BGH: Schadens­ersatz­anspruch des Mieters aufgrund fristloser Kündigung wegen behördlicher Nutzungsuntersagung

Mieter steht Anspruch auf Ersatz der Umzugskosten zu

Kündigt ein Mieter aufgrund einer behördlichen Nutzungsuntersagung infolge der Nichteinhaltung von Brand­schutz­vorschriften das Mietverhältnis fristlos, kann er grundsätzlich im Wege des Schadensersatzes gemäß § 536 a Abs. 1 BGB den Ersatz der Umzugskosten vom Vermieter verlangen. Dabei spielt es keine Rolle, dass der Vermieter aufgrund der Nutzungsuntersagung ebenfalls zur Kündigung berechtigt wäre. Dies geht aus einer Entscheidung des Bundesgerichtshofs hervor.

In dem zugrunde liegenden Fall hatte ein Betreuungsverein im Mai 2012 Büroräume im Erdgeschoss eines Gebäudes angemietet. Nachfolgend stellte die Stadt verschiedene Mängel im Brandschutz fest. So war an der Außenfassade bauordnungswidrig brennbares Polystyrol angebracht. Da die Vermieterin die Frist zur Behebung der Mängel hat verstreichen lassen, sprach die Stadt gegenüber dem Betreuungsverein im Juni 2013 eine für sofort vollziehbar erklärte Nutzungsuntersagung aus. Der Verein kündigte daraufhin das Mietverhältnis fristlos und zog in neu angemietete Büroräume um. Zudem erhob er Klage auf Ersatz verschiedener Umzugskosten.

Amtsgericht und Landgericht gaben Schadensersatzklage statt

Sowohl das Amtsgericht Brake als auch das Landgericht Oldenburg gaben der Schadensersatzklage statt. Der Betreuungsverein habe gemäß § 536 a BGB Ersatz der Kosten für die Herrichtung der neuen Mieträume, für die De- und Neuinstallation der EDV-Anlage, für das Einpacken der Umzugsgüter in Kartons sowie für die Reinigung der alten und neuen Räumlichkeiten zugestanden. Gegen diese Entscheidung richtete sich die Revision der Vermieterin.

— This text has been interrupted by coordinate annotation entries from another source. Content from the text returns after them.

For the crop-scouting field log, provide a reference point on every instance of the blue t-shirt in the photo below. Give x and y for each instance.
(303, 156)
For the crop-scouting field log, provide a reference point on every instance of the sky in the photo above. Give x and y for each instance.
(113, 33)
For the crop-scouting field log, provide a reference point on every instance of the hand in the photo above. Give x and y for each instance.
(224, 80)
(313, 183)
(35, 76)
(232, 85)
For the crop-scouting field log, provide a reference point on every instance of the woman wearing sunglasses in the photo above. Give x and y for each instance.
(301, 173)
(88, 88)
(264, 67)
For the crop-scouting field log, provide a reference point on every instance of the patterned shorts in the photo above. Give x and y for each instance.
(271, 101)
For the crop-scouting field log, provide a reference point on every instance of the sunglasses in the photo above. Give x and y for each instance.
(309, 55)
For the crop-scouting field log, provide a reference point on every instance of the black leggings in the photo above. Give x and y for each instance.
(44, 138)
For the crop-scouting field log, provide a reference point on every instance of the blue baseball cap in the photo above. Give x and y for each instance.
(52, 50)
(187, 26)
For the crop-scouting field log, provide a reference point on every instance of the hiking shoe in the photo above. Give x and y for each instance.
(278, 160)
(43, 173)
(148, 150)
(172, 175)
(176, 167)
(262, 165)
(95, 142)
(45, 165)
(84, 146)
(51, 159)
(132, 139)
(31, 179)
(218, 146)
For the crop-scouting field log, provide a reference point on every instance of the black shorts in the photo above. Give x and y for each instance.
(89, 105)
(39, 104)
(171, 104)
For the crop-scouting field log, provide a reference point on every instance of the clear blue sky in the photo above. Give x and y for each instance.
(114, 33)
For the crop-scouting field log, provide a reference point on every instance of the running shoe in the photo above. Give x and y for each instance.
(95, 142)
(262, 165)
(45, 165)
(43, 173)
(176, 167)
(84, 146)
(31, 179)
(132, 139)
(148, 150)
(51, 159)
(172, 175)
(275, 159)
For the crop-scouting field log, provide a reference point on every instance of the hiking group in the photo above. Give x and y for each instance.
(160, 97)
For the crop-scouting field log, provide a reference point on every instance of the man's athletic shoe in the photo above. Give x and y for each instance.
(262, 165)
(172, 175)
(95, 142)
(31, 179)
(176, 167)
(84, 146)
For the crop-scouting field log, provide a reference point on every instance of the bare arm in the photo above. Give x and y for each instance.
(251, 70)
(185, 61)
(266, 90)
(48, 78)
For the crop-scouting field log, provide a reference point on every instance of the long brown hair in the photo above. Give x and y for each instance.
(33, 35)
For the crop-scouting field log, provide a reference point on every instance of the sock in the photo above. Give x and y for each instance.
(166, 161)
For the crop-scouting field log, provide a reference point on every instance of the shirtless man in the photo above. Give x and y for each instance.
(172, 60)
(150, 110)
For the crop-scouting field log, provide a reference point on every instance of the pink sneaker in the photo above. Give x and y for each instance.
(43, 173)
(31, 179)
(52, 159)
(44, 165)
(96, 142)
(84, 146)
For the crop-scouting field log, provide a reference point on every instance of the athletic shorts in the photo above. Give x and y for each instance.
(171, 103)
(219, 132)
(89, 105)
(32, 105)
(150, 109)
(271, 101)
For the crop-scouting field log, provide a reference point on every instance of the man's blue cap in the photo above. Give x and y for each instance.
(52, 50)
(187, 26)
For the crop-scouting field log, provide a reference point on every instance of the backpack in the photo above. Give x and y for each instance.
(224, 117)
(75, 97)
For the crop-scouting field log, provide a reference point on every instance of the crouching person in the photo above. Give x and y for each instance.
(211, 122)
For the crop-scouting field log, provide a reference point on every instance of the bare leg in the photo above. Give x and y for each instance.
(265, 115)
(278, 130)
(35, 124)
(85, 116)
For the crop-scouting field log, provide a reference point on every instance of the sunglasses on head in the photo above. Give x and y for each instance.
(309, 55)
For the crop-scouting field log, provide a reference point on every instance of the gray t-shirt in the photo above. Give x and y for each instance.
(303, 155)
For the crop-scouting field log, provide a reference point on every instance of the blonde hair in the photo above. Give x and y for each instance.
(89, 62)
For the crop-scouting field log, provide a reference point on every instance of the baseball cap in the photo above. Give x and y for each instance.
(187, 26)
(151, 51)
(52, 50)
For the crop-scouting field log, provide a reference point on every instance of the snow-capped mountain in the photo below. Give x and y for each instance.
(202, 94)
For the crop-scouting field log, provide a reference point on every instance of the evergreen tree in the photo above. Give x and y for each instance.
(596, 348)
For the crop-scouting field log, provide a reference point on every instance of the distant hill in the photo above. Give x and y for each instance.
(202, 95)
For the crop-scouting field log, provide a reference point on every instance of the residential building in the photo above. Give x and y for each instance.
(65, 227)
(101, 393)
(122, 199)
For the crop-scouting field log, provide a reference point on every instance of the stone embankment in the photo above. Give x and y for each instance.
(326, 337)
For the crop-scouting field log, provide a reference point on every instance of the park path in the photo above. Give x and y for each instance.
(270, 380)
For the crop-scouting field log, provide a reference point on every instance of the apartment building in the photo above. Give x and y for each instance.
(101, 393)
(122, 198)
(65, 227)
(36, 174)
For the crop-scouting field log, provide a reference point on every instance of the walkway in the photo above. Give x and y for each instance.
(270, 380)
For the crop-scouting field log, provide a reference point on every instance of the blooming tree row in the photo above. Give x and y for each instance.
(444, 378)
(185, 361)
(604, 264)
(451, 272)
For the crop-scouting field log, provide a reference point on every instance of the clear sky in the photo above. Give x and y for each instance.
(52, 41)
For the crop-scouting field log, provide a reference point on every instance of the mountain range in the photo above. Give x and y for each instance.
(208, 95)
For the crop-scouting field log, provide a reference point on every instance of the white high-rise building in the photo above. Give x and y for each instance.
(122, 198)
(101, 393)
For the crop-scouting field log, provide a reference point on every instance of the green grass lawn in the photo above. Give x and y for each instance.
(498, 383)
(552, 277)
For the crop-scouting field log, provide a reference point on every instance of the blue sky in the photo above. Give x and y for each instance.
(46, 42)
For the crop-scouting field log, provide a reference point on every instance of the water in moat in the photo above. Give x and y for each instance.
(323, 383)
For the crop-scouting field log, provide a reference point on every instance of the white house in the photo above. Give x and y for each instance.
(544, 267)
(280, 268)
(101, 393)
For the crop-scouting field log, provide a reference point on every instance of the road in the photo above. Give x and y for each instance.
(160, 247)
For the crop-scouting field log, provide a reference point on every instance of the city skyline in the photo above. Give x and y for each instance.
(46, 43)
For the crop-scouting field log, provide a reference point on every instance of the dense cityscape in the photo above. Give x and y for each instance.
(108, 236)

Bundesgerichtshof bejaht ebenfalls Anspruch auf Ersatz der Umzugskosten

Der Bundesgerichtshof bestätigte die Entscheidung der Vorinstanz und wies daher die Revision der Vermieterin zurück. Dem Verein habe nach § 536 a Abs. 1 BGB ein Anspruch auf Ersatz der Umzugskosten zugestanden. Er sei berechtigt gewesen aufgrund der behördlichen Nutzungsuntersagung das Mietverhältnis fristlos gemäß § 543 Abs. 2 Nr. 1 BGB zu kündigen. Eine vorherige Abmahnung sei nach § 543 Abs. 3 Satz 2 Nr. 2 BGB nicht erforderlich gewesen.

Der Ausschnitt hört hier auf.